INTEGRASI ILMU: ILMU ITU NUR (CAHAYA) ALLAH

 


Ungkapan “ilmu itu cahaya” (al-‘ilmu nur) adalah ungkapan yang populer dari Imam Asy-Syafi’i. Selengkapnya beliau berkata, “Al-‘ilmu nurun, wa nurullahi la yuhda lil ‘ashi”. Artinya ilmu itu cahahaya, dan cahaya Allah itu tidak diberikan kepada pemaksiat/pendosa.

Dalam Al-Qur`an surat An-Nahal ayat 78 disebutkan bahwa ketika manusia lahir, manusia tidak mengetahui suatu objek apa pun. Tapi kemudian, Allah menjadikan bagi manusia pendengaran, penglihatan dan fu`ad (hati nurani). Dengan alat indera luar dan dalam itu, manusia menyerap ilmu pengetahuan. Begitu pun, alat-alat indera ini baru mampu menyerap pengetahuan setelah Allah SWT memberinya suatu kemampuan  (al-quwwah) untuk menyerap. Jika tidak, maka alat indera (luar dan dalam) dimaksud tentu tidak dapat bekerja dalam menyerap pengetahuan apa pun. Buktinya, tidak sedikit orang yang tuli, lalu dengan ketulian itu maka ia tidak dapat menyerap ilmu melalui pendengaran.

Pengetahuan apa yang akan diserap? Tentu saja pengetahuan tentang ayat-ayat Allah SWT. Ayat-ayat Allah itu secara garis besar dapat diklasifikasi ke dalam dua bagian yaitu ayat-ayat qauliyah (atau tanziliyah) dan ayat-ayat kauniyah. Ayat qauliyah artinya ayat berupa kalam atau firman Allah, sementara ayat kauniyah yaitu ayat berupa ciptaan Allah yakni alam dan manusia. Al-Qur`an berkali-kali menjelaskan bahwa firman suci, manusia dan alam semesta serta berbagai penomenanya adalah ayat Allah. Dalam perspektif paradigma teoantropoekosentris, ayat-ayat dimaksud dibagi kepada ayat ilahiyah, ayat insaniyah dan ayat kauniyah (istilah yang digunakan adalah al-ilahiyah, al-insaniyah dan al-kauniyah).

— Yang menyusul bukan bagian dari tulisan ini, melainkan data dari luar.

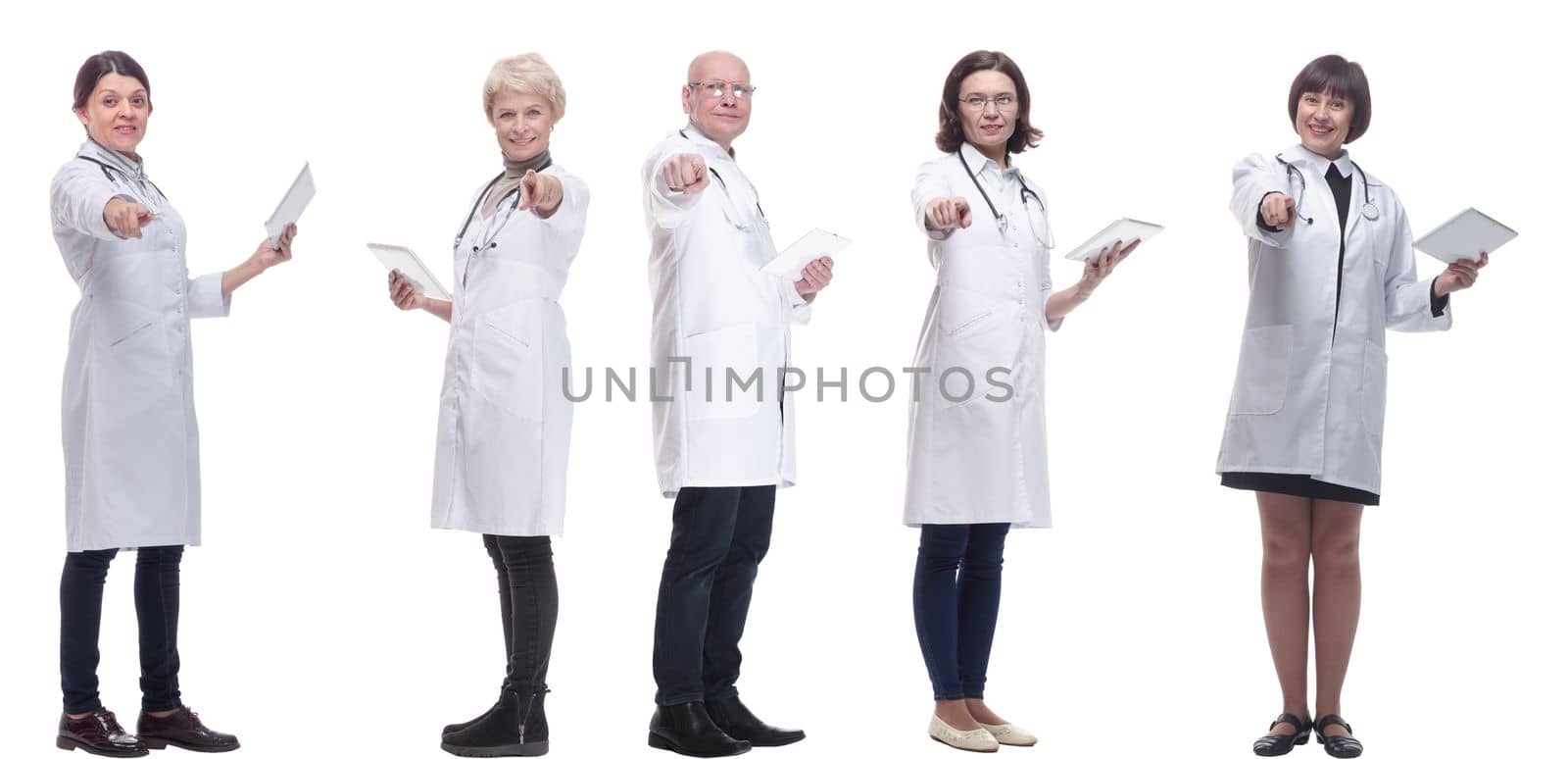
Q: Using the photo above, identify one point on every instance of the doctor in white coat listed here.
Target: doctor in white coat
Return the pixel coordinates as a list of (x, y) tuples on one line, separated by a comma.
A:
[(129, 418), (977, 422), (723, 430), (506, 419), (1332, 269)]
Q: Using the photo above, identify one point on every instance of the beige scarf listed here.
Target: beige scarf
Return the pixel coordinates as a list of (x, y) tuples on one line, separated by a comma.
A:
[(512, 179)]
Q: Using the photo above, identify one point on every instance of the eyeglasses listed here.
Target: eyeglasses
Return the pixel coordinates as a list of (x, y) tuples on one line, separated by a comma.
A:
[(718, 88), (1004, 102)]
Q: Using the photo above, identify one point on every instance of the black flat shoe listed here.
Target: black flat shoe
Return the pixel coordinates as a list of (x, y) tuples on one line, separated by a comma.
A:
[(687, 730), (737, 722), (1278, 743), (1340, 747)]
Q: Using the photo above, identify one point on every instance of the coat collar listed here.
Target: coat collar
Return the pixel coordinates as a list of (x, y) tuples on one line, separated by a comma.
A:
[(979, 162), (132, 167), (1308, 160), (705, 143)]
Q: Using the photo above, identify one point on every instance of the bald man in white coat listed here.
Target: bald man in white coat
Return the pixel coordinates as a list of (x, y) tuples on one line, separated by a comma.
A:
[(723, 430)]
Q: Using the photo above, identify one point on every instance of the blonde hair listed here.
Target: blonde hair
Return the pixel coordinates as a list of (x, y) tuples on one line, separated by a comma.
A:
[(525, 74)]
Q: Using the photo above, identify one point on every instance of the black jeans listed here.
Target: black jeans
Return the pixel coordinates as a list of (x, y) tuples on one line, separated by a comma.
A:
[(157, 593), (529, 604), (718, 538), (956, 596)]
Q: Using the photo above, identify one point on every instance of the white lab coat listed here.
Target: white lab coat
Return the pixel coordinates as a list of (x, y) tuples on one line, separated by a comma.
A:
[(127, 418), (506, 421), (715, 308), (1308, 394), (972, 458)]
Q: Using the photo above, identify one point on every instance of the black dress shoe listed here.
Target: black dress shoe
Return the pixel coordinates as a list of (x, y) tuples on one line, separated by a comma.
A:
[(1278, 743), (514, 727), (98, 734), (737, 722), (1341, 747), (182, 730), (687, 730)]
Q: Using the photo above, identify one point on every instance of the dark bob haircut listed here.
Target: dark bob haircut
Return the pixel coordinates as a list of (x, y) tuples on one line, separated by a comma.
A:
[(98, 66), (1338, 77), (951, 130)]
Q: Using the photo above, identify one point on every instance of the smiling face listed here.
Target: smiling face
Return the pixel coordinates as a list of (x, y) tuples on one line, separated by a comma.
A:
[(990, 125), (1322, 120), (117, 113), (720, 118), (522, 125)]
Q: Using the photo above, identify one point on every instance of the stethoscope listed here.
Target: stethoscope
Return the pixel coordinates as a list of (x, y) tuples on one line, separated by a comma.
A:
[(1023, 196), (496, 223), (137, 185), (725, 185), (1368, 211)]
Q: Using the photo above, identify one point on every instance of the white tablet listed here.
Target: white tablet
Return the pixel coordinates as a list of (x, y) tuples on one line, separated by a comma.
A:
[(400, 259), (811, 246), (292, 206), (1125, 229), (1465, 237)]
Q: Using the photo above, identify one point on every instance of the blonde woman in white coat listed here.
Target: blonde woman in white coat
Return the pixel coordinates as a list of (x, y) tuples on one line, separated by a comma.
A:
[(129, 418), (1332, 267), (506, 419), (977, 426)]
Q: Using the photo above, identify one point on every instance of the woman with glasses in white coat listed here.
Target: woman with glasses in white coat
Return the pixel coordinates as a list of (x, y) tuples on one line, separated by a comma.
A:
[(129, 418), (977, 424), (506, 419), (1332, 269)]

Secara bahasa âyât (dalam bentuk jamak) bermakna tanda-tanda. Dengan demikian ayat Allah artinya tanda-tanda Allah, yakni tanda-tanda kekuasaan, kebesaran, keagungan dan kemuliaan Allah. Dengan demikian, semua objek materi ilmu pengetahuan yakni kalamullah, manusia dan alam adalah ayat-ayat Allah. Pemahaman ontologis seperti ini mengantarkan kita kepada suatu keyakinan bahwa tidak mungkin terjadi pertentangan antara ayat qauliyah, insaniyah dan kauniyah, karena sama-sama bersumber dari Allah. Dalam bahasa lain, tidak ada pertentangan antara ilmu-ilmu agama dan ilmu-ilmu umum. Atau antara 'ulumud diniyah (ilmu-ilmu keagamaan) 'ulumul 'aqliyah (ilmu-ilmu rasional).

Mencari Cahaya Allah

Segala upaya kita dalam mencari dan menimba ilmu pengetahuan pada hakikatnya mencari dan menimba cahaya Allah. Melalui cahaya-Nya ini maka kita insya Allah akan tertuntun untuk sampai kepada sumber cahaya, yaitu Yang Maha Bercahaya. Oleh karena itu pencarian dalam disiplin ilmu apa pun harus mengantarkan pencarinya kepada sumber cahaya, yaitu Allah SWT.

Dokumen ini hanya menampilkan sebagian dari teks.